The survey sampled ten local universities and collected 973 effective questionnaires out of the 1,000 that were handed out.

Japanese veteran donates anti-aggression prints to China

Japanese veteran Shima Antan donated 30 prints on Japanese invasion of the country six decades ago Monday to China on the 67th anniversary of the Nanjing Massacre.

The Museum of Chinese People's Resistance Against Japanese Invasion received the donation depicting Japanese army's beheading, paunching, shooting and raping of Chinese civilians. The work is named Sanguang, which means Japanese war policy of "Burning all, Killing all and Robbing all".

"This is an inhumane war. We abandoned any humanity at the time," said the 84-year-old veteran, who served as intelligence man in China's Shandong Province from 1943 to 1945.

After five years in Soviet Union's labor camp and six years in China's detention house, Shima Antan was exempted from accusation of Chinese government and went back to Japan in 1956.

"I should have been executed, but they sent me back. From that day, I decided to atone for my sin."

Shima Antan started to do Sanguang in 1975. He staged exhibition in TBS and then received blackmails from right-wing extremists several times.

"I'm not worried. This is why I do it. I want to tell the ordinary people the truth of the invasion. I want to ask those who started the war and forced us to kill to apologize.
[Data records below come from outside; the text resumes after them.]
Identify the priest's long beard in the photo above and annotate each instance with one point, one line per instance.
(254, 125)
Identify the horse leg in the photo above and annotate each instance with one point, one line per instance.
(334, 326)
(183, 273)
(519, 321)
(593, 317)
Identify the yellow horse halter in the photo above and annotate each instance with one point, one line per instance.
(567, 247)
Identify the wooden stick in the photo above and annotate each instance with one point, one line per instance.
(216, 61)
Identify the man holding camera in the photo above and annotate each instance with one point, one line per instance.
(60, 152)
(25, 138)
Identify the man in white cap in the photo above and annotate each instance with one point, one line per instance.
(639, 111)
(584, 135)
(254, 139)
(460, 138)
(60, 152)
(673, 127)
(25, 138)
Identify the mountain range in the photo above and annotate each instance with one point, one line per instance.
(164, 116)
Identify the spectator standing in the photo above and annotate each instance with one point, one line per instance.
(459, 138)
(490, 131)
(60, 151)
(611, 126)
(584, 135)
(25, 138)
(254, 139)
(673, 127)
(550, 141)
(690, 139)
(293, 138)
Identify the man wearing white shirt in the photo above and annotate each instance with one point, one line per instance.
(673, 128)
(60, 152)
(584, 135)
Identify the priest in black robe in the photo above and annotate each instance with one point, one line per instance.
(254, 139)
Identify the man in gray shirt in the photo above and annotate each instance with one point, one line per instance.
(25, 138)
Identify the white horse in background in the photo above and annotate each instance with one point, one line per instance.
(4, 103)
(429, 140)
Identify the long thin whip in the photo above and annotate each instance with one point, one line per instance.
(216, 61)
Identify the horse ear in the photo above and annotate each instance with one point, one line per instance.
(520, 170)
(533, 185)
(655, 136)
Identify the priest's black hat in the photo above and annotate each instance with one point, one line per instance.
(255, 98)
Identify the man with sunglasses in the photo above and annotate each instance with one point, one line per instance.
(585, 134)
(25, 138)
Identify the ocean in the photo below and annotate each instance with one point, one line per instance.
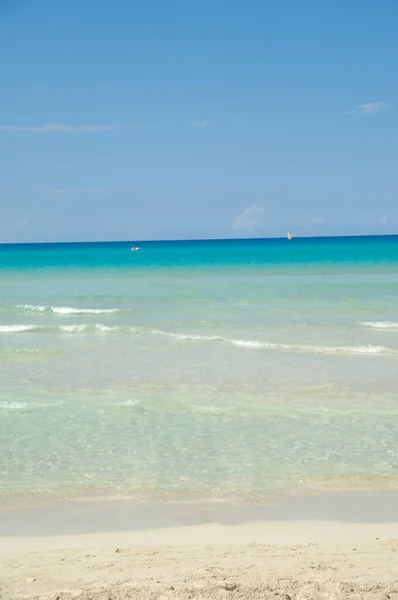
(206, 370)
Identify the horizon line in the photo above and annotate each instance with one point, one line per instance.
(179, 240)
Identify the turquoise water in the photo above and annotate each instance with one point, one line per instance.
(212, 370)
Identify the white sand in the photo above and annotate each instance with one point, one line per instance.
(289, 559)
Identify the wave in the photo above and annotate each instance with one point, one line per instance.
(66, 310)
(13, 405)
(380, 324)
(187, 336)
(17, 328)
(239, 343)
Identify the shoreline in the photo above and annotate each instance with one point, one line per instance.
(332, 545)
(79, 517)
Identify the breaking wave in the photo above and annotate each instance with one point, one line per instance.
(66, 310)
(88, 328)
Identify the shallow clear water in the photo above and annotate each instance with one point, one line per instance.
(206, 369)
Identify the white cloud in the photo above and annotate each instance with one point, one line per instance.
(200, 123)
(252, 218)
(370, 108)
(61, 128)
(90, 191)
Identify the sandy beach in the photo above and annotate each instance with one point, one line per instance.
(285, 558)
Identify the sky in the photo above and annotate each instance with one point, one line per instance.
(176, 120)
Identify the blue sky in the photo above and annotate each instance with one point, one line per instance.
(156, 120)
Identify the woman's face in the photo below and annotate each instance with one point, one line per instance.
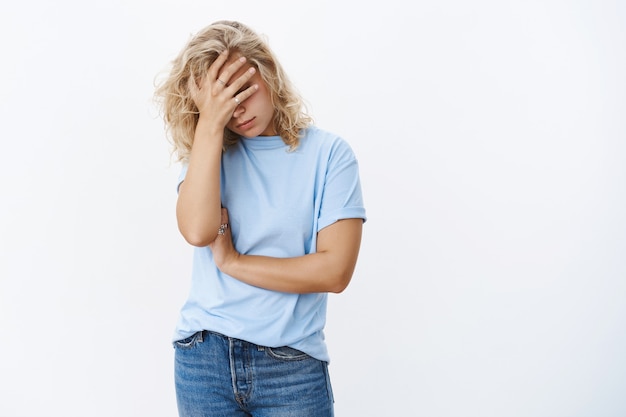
(255, 115)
I want to warn those who is leading the nation to the same road to stop and think," said Shima Antan.

Shima Antan believed only when every Japanese recognizes the failure of the war and has courageous reflection on it could the country heal the wounds it did to Asian neighbors and set for the genuine peace.

US reporter's recorded history on Japan's aggression into China translated

Chinese writer and translator Wang Jinling has finished translating American reporter Irving Wallace' s documentary script Japan's Mein Kampf, which gives a detailed account of Japan's aggression against China during World War II.

The script is based on Wallace's reporting in Japan and China in 1940 and 1941 when he worked as an overseas correspondent for an American magazine. But the script was never published in the United States.

According to Wang, Wallace's script tells how Japan pursued its expansion overseas and intruded into northeast China. The script also has certain details about the Nanjing massacre.

Wang said the translation would be completed next year to commemorate the 60th anniversary of the world's victory over the Axis countries.

Wallace was born in Chicago, in the United States in 1916. In July 1940 he was sent to Japan as a correspondent and then to Shanghai and Nanjing to continue his report on the war.

Wallace died in 1990, and his son sent the document script of Japan's Mein Kampf, which had been laid aside for some six decades, to Wang years ago at the latter's request.